はじめに、1on1 MTGの頻度についての質問においては、部下の中で、「必要に応じて」を望む声が上司の現実と最もギャップがあることがわかりました。部下の理想では、「必要に応じて」が20%なのに対し、上司の現実では、6.3%と部下の理想が上司の現実を13.7ポイント上回りました。一方で、「週1回」「隔週」「月1回」などの、定例頻度は、いずれも部下の理想が上司の現実を下回り、定例的に実施するものではなく、課題が発生したときにスポットで実施したい志向が読み取れます。

さらに、1回あたりの理想の所要時間については、部下の理想が「15分未満」24.5%という結果に。一方で上司の現実では14.0%となり、10.5ポイントのギャップがありました。対して「15~30分未満」は、上司の現実53.3%に対し、部下の理想44.8%で8.5ポイント上司の現実が上回る結果となり、部下は全体として、短時間・高密度の面談設計を支持していることがわかりました。

1on1 MTGで良い成果について話題になったときの対応については、部下の理想では「次に進めるための設計」を上司の現実より強く望んでいることがわかりました。具体的には、「今後の期待値の確認」は部下の理想34.2%に対し、上司の現実は25.3%で8.9ポイント上回り、「次の目標挑戦の話し合い」は46.0%に対し39.3%で6.7ポイントのギャップがあるという結果になりました。一方で「特に何もしない」は部下の理想が21.5%に対し上司の現実が10.7%で部下の理想が10.8ポイント上回り、過度に盛り上げず“静かに次へ”を好む層も一定数存在することが示唆されます。

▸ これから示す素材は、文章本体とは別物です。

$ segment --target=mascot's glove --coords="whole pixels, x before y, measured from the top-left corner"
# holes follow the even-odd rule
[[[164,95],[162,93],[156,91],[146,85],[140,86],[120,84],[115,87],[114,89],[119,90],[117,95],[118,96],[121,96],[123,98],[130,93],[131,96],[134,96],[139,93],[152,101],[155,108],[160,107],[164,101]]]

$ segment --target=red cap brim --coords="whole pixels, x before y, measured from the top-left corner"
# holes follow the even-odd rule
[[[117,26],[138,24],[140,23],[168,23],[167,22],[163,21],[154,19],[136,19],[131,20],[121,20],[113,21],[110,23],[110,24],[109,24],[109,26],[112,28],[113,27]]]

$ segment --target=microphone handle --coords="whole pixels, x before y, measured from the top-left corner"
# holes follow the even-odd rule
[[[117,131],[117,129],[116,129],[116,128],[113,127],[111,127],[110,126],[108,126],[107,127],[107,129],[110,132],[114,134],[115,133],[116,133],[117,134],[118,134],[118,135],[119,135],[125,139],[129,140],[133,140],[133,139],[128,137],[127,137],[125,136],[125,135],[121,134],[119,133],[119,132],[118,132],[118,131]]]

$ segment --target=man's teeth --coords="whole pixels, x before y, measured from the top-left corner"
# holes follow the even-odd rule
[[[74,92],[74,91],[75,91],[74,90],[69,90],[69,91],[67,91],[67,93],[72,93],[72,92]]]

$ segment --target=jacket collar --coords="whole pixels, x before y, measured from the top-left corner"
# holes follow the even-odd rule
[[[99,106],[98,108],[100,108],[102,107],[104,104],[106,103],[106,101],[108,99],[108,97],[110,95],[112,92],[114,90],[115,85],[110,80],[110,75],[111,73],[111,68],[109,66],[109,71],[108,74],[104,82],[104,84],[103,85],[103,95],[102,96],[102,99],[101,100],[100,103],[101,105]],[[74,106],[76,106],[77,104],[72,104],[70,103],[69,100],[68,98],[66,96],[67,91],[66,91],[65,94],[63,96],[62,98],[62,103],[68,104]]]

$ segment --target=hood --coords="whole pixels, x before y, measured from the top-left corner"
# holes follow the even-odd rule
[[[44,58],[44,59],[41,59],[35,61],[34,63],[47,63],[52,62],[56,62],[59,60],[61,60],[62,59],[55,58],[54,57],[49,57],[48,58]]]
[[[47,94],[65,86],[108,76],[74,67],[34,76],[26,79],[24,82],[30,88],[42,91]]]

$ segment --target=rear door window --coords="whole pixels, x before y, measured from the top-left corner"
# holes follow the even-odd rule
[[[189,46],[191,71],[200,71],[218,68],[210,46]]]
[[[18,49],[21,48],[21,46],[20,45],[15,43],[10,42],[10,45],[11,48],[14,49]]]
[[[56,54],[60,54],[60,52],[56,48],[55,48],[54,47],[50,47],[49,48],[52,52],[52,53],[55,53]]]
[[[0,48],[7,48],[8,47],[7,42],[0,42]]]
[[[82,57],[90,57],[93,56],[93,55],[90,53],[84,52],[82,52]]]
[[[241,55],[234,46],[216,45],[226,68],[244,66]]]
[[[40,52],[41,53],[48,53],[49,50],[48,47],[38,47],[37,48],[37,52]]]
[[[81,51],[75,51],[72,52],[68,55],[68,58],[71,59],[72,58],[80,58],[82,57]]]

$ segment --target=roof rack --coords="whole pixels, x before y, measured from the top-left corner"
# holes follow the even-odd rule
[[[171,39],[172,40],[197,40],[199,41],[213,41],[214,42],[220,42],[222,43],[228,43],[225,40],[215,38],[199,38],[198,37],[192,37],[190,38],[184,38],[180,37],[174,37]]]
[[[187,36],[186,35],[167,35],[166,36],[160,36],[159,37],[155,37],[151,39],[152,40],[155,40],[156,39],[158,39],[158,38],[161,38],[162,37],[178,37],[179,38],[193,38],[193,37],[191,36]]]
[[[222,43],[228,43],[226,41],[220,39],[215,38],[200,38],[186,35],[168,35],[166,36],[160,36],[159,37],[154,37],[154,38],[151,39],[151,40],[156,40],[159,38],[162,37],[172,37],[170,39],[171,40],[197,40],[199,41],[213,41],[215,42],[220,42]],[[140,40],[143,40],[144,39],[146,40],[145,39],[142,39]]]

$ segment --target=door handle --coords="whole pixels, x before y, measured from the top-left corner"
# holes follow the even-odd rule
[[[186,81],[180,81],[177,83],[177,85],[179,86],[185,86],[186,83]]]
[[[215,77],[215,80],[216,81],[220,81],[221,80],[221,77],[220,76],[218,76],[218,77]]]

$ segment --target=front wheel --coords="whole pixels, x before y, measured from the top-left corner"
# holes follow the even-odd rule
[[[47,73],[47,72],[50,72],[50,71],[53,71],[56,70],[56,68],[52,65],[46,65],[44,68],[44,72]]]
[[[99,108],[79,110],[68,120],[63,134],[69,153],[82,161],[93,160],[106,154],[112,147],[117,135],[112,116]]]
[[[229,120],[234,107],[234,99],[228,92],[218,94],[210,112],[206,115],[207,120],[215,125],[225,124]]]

課題や失敗の場面では、共感で止めず“行動まで落とす”支援を求める傾向が明らかになりました。「今後の成長計画を立てる」は部下の理想が30.9%に対し上司の現実では18.0%となり12.9ポイントのギャップが見られました。「解決策を一緒に考える」は部下の理想51.7%に対し、上司の現実が41.3%という結果に。「具体的な改善点の指摘」は44.8%に対し34.7%でした。一方で、「まずは話を聞いて共感する」は45%前後でほぼ同水準、「特に何もしない」は18.2%に対し9.7%で8.5ポイントのギャップとなり、状況により“踏み込み過ぎない”選択を望む層も確認できます。
本調査では、1on1 MTGにおいて「上司の現実」と「部下の理想」のあいだに、頻度・所要時間・面談内の関わり方で一貫したギャップが存在することが明らかになりました。部下は“必要に応じて・短時間で・次の行動につながる”設計を望む一方、現場運用は“定例で・やや長めに・観察や傾聴に留まりがち”という型に寄っている実態が示されています。
1on1 MTGにおいては、上司と部下間で運用ルールについてすりあわせ、アップデートすることで、1on1 MTGが“流れ作業”から“前進を生む対話”へ転換し、現場の納得感とパフォーマンス向上につながります。
調査手法:インターネットによるアンケート調査
調査期間:2025年6月27日~7月3日
分析期間:2025年11月15日~12月15日
調査対象者:20~65歳のビジネスパーソン724人(管理職300人・非管理職424人)
MENTAGRAPH株式会社について
MENTAGRAPH株式会社は、働く人の心を可視化し、職場全体の適切な休憩取得を推進と、最適なマネジメントを支援する「Mental Batteryサービス」をBtoB向けに展開する企業です。日本たばこ産業(JT)のコーポレートR&D組織「D-LAB」から誕生し、「心の豊かさ」を軸にストレスや疲労の見える化を通じた“心のケア改革”を推進しています。
主力プロダクトは、装着型センサー「Mentoring」、アプリによる休憩レコメンド、ダッシュボードによる組織全体のストレス状態の管理などで構成される「Mental Battery」サービス、これにより、従業員の疲労やストレスをリアルタイムで数値化し、適切な休憩タイミングを可視化。管理職・人事は組織的なケアに活用可能です。
従来のストレスチェックでは補えなかった“継続的かつ高精度な計測”を実現し、従業員満足度・業務効率・チームパフォーマンスの向上へとつなげます。企業文化として「休憩を取ること」が自然となる社会の実現を目指しています。